Ed invece, il famoso Sangue di Drago? Ha qualcosa a che fare con la vita vera o è totale finzione?
La risposta giusta è la prima. Il “sangue di drago” non è altro che una resina vegetale, originaria di alcuni alberi del sud-est asiatico. Nello specifico, viene ricavata da daemonorops, dracaena, croton, calamus e pterocarpus. Prende il nome dal suo colore rosso brunastro.
A questo punto, si potrebbe notare una certa somiglianza tra le creature descritte come viverne, e i Puk norreni. Ciò che ci permette di distinguerli è la stazza.
I Puk hanno, come le viverne, due zampe e due ali. A differenza di queste ultime però, hanno dimensioni ridotte, molto più vicine a quelle di un uomo che di un dinosauro. Le viverne, invece, sono la perfetta via di mezzo tra il Puk ed il dragone occidentale classico: sono di grossa taglia, hanno solo due zampe e sputano fuoco.
Trattasi per lo più di cavilli mitologici, ma tant’è.
Nella cultura babilonese, la figura draconica di riferimento era il mušḫuššu: compagno del dio Marduk, era ciò che oggi definiremmo una chimera. Aveva sembianze di leone, testa di serpente con le corna e corpo ricoperto di scaglie. Col progredire delle culture, la rappresentazione mutò più volte, tanto da non lasciarne un univoco ricordo.
Ad affrontare una rappresentazione chimerica, ci pensa Capcom col suo Dragon’s Dogma. Uscito nel 2012, questo rpg riscuote subito un forte successo commerciale. All’inizio dell’avventura, durante la fase tutorial, ci troveremo a combattere il primo boss. Denominato proprio “Chimera”, la creatura riprende dalla cultura mesopotamica due dei tre elementi del mušḫuššu: la parte leonina e quella serpentina sono rispettate; impossibile capire se lo siano esattamente come i babilonesi pensavano tale divinità. Ai due animali si aggiunge una parte di capra, utile a dare le corna tipiche della creatura babilonese.
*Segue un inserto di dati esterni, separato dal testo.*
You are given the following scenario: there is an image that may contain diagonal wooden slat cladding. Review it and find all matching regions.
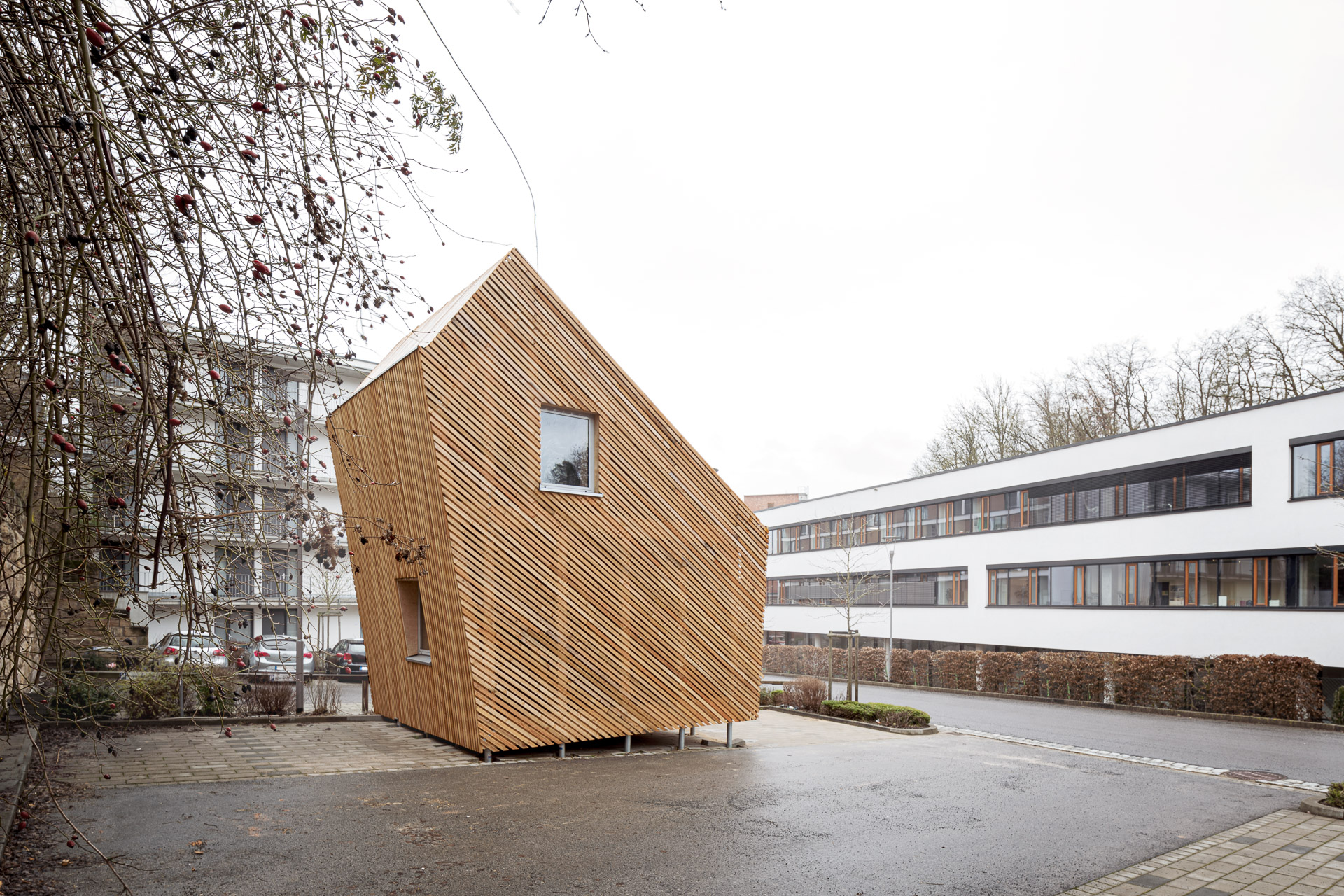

Nel gioco di Capcom saranno presenti tante varietà di draghi, appartenenti ora ad una cultura, poi ad un’altra. Grigori ad esempio è molto più simile ad un classico dragone che ad altro: di stazza colossale, di colore rosso tendente all’arancione, dotato di grande forza ed intelligenza. Tuttavia, presentava solo due zampe. Vi sono poi delle più classiche viverne, sulla scia di quelle già analizzate.
Tanto è stato scritto sui draghi. Tanto ancora ce ne sarà da scrivere. Il fascino alla base di queste creature è difficile da esplorare data la loro estrema insondabilità. Da videogiocatori attenti, è nostro e vostro compito continuare a tenere gli occhi aperti. Ciò che è certo è che adesso, approcciando un gioco con all’interno una creatura draconica, dovremo pensarci due volte prima di liquidarlo come semplice “drago”.